The story of the long history of religious thought is full of ideas that stepped out of the box and reinvigorated the societies within which they were embedded. Paul (Saint Paul) took the ideas of a shunned sect and reframed them for a larger audience. He didn't ruin the central concepts but universalized them. The artists and poets and writers who followed enlarged and helped it reach into the heart of every moment down through the centuries, a continually updated dialogue. The creative thought and practice of so many people helped this particular religion become adaptable to change through time. For example, one thinker in the last century, Carl Jung, when asked if he thought God existed said that if believing helped one in life, gave meaning, then why wouldn't one do so? A pragmatic but creative response in an cynical age aimed at finding meaning in an individual's life. A psychological perspective. Another, C.S. Lewis, usually viewed as a religious writer, created a mythical word in his 'Narnia' series of books. His concept was that the world of imagination was more useful to people psychologically than a 'scientific' view based on 'no meaning'. That societies as a whole need a set of creative ideas set within creative forms to work with that will allow them to develop and prosper. Ultimately, tangential though they may seem at first, this continuing process of thought and action is the advancing front of religion. And this idea is found in all religions, just as in other areas of human cultures. If a set of ideas can no longer speak to the present moment it is discarded, but re-framed in the language of the present it can live on to enrich our lives.

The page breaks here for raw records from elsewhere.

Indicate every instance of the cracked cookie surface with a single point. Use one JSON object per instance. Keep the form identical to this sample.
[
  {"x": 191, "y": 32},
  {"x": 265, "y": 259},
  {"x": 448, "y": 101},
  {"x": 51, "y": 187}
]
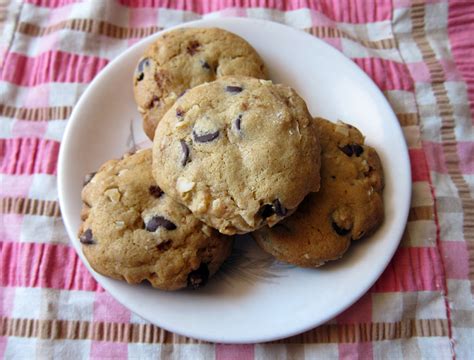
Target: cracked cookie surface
[
  {"x": 183, "y": 58},
  {"x": 239, "y": 152},
  {"x": 348, "y": 206},
  {"x": 132, "y": 231}
]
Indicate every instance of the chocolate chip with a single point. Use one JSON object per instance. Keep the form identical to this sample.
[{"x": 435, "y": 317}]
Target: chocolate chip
[
  {"x": 88, "y": 178},
  {"x": 350, "y": 149},
  {"x": 233, "y": 89},
  {"x": 266, "y": 211},
  {"x": 340, "y": 231},
  {"x": 347, "y": 149},
  {"x": 145, "y": 62},
  {"x": 237, "y": 122},
  {"x": 198, "y": 278},
  {"x": 358, "y": 150},
  {"x": 185, "y": 149},
  {"x": 155, "y": 100},
  {"x": 155, "y": 191},
  {"x": 159, "y": 221},
  {"x": 180, "y": 112},
  {"x": 279, "y": 209},
  {"x": 205, "y": 137},
  {"x": 192, "y": 47},
  {"x": 165, "y": 245},
  {"x": 86, "y": 238},
  {"x": 205, "y": 65}
]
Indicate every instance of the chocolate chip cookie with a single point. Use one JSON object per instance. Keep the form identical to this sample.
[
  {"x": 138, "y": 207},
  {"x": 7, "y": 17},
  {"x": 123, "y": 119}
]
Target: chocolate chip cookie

Picasso, talking about art, said there were no new ideas, no evolution from bad towards better, but that it always exists in the present, and that only the context of ideas change and the way of expressing them. Apply this way of framing to religions and we can see that there is no such thing as more evolved, higher religious ideas, just people through time expressing universal thoughts within the conditions of their present moment and using the ideas from the past as building blocks in new contexts. The Animist in his jungle clearing has a set of beliefs that work for him, the Zen master in a monastery in Japan is not superior but just well adapted to his culture, the Christian or Jew or Islamist has a set of ideas that enrich a certain cultural context. They are not in competition for first place or more 'true', but are adaptive to their culture at the present moment. Religious ideas can have a 'useful' element; - they perform a transformative function for the present. They explain our lives.
Back in Galileo’s day in Renaissance Italy, it was possible to have an unsystematic set of ideas, one could look at the universe and see that the earth was not the centre of everything after all and yet believe in many aspects of religion. Over time though, that new 'scientific' perspective has lead us to try to have one comprehensive world view. If one is true, then the other cannot be so. We live in a conceptual straight jacket within one suite of related ideas or another.
A perspective I found in Joseph Campbell's book, 'Transformations of Myth through Time' was illuminating: the Buddhist concept of the Idam , a deity that an individual has chosen. It has no existence, it is a picture, a concept, and has life only insomuch as I make it the guide for my own life. So, if I choose an aspect of Jesus, or the Buddha, or Moses or Thor or Thunderbird and make the ideas resident in that to be my life's guide I will have accomplished Jung's idea that there is a useful psychological aspect to belief, but I can also admit a rational understanding; it is possible to live within a 'rational' mind set and yet to access religious ideas.
I choose my 'Idam', I exemplify those principles over the span of my life and thereby give them consciousness. I am making meaning, not taking, receiving or rejecting it. I am participating in that long tradition of reconstructing perennial ideas in the context of my time. My beliefs are my art and my art is my life.